La première fois que je suis allé voir le Tour de France, c’était en 1979, sur les Champs Elysées. J’avais 4 ans et je m’en souviens comme si c’était hier. J’avais passé l’après midi sur les épaules de mon papa, à essayer d’apercevoir les coureurs à chacun de leur passage. Au final, une victoire de B. Hinault au sprint, maillot jaune sur les épaules et sa deuxième victoire dans le Tour.
Ensuite, à chaque fois que cela fut possible, nous sommes allés voir le Tour. Les vacances familiales ont longtemps été décidées en fonction des étapes du Tour. Joux Plane en 83, La Ruchère en 84, l’Alpe d’Huez en 86 pour la journée de repos, les Aravis, les Saisies, St Gervais-le Bettex, Bonascre, le Port d’Envalira,….

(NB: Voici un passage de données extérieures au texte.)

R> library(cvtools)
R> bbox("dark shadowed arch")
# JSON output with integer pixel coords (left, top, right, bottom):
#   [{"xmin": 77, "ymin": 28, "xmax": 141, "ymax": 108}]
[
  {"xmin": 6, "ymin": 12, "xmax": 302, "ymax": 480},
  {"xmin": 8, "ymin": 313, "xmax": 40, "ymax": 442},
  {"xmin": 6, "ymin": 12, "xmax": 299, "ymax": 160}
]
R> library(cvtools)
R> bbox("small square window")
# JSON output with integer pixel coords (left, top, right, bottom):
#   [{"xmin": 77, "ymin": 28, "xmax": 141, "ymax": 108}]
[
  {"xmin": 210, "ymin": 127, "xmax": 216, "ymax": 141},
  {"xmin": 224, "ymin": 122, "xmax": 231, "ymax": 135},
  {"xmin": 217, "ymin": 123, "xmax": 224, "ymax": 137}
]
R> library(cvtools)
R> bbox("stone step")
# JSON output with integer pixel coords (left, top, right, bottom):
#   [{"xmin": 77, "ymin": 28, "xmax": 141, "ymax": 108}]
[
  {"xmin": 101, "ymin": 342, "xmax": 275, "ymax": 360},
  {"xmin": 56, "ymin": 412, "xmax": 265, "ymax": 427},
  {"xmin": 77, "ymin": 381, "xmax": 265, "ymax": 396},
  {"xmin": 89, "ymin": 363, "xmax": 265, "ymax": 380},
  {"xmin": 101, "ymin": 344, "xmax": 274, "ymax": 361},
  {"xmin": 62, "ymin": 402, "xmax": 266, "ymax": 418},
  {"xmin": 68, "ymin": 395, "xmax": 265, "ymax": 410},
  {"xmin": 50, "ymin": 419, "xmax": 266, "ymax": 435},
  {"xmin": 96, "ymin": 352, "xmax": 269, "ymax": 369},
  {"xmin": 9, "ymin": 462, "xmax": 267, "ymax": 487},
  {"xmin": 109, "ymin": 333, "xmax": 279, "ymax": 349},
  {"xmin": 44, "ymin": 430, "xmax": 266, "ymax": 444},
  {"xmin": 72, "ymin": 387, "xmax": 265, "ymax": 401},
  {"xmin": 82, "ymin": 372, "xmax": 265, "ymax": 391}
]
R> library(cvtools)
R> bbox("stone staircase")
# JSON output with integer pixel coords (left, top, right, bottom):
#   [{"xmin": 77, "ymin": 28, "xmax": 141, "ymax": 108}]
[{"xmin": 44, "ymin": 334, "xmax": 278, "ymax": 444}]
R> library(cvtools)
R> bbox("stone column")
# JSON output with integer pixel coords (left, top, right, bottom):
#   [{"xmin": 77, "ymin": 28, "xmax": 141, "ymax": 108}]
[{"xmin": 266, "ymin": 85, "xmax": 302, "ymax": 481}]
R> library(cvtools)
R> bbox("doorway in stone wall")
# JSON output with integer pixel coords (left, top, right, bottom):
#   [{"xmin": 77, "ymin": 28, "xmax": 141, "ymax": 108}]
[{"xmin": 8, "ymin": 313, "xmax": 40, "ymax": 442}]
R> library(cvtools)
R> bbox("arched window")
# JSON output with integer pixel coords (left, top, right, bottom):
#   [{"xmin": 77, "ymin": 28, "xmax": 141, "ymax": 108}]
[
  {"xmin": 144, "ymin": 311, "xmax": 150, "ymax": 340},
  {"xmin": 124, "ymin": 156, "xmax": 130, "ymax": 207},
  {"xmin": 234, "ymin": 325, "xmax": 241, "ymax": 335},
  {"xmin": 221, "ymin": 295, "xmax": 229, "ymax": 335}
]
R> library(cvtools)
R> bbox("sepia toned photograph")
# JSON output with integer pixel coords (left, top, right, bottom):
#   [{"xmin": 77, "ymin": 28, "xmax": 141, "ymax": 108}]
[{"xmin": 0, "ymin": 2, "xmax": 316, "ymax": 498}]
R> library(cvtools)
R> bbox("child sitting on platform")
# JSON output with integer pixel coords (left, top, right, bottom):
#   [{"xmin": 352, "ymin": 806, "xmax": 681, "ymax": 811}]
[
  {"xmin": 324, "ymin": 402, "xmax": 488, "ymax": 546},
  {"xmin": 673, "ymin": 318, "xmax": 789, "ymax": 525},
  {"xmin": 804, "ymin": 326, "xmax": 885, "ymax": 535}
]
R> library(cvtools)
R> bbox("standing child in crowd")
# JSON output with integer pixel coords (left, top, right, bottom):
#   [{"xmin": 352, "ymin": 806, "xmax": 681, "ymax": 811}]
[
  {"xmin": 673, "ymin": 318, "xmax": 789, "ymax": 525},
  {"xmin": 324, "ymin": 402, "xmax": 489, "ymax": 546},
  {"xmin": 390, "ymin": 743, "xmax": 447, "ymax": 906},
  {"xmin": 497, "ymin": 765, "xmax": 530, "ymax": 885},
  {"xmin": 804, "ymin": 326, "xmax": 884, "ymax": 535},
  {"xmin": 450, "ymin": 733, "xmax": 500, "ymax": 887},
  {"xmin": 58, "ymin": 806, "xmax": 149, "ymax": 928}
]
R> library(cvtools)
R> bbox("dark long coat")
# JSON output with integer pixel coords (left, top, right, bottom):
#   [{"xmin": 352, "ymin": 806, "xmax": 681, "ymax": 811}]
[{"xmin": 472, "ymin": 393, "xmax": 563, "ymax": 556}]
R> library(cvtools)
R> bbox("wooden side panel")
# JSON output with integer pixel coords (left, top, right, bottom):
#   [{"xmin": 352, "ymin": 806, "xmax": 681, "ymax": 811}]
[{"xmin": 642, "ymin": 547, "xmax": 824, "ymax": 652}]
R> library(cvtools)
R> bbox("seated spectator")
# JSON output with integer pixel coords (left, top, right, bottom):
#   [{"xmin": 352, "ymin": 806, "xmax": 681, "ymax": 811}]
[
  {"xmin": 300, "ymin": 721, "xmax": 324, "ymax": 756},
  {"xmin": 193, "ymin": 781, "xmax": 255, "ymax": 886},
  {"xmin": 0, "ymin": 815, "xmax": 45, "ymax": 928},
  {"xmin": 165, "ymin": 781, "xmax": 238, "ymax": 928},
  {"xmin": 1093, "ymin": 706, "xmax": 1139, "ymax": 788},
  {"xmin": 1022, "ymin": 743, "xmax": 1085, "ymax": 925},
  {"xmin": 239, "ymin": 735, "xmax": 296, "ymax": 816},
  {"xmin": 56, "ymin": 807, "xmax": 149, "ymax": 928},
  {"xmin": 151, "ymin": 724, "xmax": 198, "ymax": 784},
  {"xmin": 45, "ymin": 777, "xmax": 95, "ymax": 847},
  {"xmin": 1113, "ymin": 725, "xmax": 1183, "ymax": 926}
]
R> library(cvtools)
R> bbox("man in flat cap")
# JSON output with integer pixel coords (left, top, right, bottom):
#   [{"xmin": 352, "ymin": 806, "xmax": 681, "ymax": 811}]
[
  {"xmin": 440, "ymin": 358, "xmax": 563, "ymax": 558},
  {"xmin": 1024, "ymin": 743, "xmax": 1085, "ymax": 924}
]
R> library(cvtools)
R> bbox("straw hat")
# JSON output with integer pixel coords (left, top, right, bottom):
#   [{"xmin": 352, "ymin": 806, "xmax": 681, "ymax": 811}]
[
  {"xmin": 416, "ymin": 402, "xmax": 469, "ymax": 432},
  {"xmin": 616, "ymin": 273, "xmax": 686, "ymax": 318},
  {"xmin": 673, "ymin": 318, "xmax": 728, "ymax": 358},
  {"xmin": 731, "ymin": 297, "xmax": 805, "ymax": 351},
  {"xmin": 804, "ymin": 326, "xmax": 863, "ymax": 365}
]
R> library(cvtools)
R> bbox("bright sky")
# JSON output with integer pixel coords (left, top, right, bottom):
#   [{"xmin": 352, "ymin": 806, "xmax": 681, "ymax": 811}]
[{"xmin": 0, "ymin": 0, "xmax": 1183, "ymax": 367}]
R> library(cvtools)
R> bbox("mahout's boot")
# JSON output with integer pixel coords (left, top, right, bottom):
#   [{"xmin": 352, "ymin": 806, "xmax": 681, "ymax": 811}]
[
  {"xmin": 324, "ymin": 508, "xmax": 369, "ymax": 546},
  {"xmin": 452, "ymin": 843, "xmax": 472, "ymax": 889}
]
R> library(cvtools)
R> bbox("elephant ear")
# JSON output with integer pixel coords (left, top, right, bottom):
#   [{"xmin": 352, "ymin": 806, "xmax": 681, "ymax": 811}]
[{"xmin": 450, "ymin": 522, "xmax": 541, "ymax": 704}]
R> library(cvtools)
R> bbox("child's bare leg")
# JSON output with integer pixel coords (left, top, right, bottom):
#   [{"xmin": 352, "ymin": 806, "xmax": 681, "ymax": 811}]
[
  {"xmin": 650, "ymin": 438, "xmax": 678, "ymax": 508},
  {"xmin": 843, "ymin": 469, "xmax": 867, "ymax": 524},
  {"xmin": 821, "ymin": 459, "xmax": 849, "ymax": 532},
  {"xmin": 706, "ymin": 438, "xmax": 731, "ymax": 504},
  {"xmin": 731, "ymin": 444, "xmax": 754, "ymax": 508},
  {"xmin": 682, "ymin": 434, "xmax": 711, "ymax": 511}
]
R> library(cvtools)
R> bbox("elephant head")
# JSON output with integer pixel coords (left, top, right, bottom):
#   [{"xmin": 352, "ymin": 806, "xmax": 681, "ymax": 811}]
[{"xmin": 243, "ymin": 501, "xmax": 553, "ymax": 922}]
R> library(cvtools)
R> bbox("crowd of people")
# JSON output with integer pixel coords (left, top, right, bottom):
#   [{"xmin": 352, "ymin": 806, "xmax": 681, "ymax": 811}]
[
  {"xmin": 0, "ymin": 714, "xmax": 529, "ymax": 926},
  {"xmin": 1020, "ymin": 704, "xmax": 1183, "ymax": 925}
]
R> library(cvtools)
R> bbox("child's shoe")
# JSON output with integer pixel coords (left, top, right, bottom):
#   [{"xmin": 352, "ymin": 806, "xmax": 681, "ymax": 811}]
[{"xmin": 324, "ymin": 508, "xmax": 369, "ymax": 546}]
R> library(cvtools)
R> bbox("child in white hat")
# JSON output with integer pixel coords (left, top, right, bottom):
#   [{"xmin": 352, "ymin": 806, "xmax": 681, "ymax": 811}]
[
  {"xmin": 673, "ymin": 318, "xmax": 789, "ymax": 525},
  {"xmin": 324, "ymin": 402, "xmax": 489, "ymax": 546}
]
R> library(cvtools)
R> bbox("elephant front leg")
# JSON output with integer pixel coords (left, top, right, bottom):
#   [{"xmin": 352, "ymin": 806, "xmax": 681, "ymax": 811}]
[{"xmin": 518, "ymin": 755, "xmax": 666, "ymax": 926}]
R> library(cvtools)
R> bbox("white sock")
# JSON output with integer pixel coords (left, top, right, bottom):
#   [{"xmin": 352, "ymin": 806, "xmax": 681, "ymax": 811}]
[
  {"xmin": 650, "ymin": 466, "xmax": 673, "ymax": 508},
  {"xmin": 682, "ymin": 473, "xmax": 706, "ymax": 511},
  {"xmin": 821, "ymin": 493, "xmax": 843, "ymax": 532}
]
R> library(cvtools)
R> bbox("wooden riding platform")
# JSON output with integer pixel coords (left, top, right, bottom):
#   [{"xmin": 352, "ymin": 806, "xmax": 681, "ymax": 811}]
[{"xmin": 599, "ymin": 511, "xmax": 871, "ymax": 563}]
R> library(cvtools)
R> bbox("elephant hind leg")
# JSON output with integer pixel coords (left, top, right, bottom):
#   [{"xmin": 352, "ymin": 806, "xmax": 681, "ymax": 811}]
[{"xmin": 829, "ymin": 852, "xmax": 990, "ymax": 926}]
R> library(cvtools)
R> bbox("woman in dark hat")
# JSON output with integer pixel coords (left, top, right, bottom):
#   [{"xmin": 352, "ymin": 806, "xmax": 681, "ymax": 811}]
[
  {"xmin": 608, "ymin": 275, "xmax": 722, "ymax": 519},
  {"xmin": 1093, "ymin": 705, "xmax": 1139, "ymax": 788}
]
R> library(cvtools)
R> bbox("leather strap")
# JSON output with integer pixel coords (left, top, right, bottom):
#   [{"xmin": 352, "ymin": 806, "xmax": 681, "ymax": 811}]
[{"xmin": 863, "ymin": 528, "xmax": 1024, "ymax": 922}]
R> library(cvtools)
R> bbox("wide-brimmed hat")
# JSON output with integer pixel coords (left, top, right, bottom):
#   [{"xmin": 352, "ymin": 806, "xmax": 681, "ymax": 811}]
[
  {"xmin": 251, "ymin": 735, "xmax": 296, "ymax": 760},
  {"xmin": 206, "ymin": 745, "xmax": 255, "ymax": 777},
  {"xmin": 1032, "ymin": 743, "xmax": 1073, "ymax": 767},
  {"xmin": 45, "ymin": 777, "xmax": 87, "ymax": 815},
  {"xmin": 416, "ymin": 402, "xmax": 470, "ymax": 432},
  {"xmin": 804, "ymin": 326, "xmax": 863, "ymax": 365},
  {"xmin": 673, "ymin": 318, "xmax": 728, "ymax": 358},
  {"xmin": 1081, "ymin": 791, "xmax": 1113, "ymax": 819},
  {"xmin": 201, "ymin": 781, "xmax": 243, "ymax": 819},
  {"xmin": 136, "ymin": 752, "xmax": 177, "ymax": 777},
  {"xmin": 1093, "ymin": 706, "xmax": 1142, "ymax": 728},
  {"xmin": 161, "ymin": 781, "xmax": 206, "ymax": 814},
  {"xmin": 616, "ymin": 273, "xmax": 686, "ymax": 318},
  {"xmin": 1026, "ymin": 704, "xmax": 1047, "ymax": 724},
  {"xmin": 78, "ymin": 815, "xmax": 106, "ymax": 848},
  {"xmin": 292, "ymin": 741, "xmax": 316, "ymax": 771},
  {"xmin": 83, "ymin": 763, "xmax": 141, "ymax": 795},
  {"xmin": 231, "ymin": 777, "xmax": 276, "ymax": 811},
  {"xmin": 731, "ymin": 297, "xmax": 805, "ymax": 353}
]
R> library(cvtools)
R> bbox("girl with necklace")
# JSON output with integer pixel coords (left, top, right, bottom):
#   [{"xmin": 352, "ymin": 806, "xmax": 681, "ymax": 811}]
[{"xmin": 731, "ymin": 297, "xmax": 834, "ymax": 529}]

Mon papa, qui adolescent "jouait" au Tour de France en se prenant pour Rik Van Looy était un grand passionné du Tour (en témoignent les centaines de photos, les dizaines de bidons du Tour et d’objets publicitaires collectés….) et naturellement, il m’a transmis cette passion. A vrai dire, je n’ai pas trop eu le choix…
Mais je crois que ca me plaisait bien quand même de partager celle-là avec lui. J’ai du lire au moins vingt fois Miroir du Cyclisme du mois de ma naissance, en 75, pour la première victoire de B. Thévenet.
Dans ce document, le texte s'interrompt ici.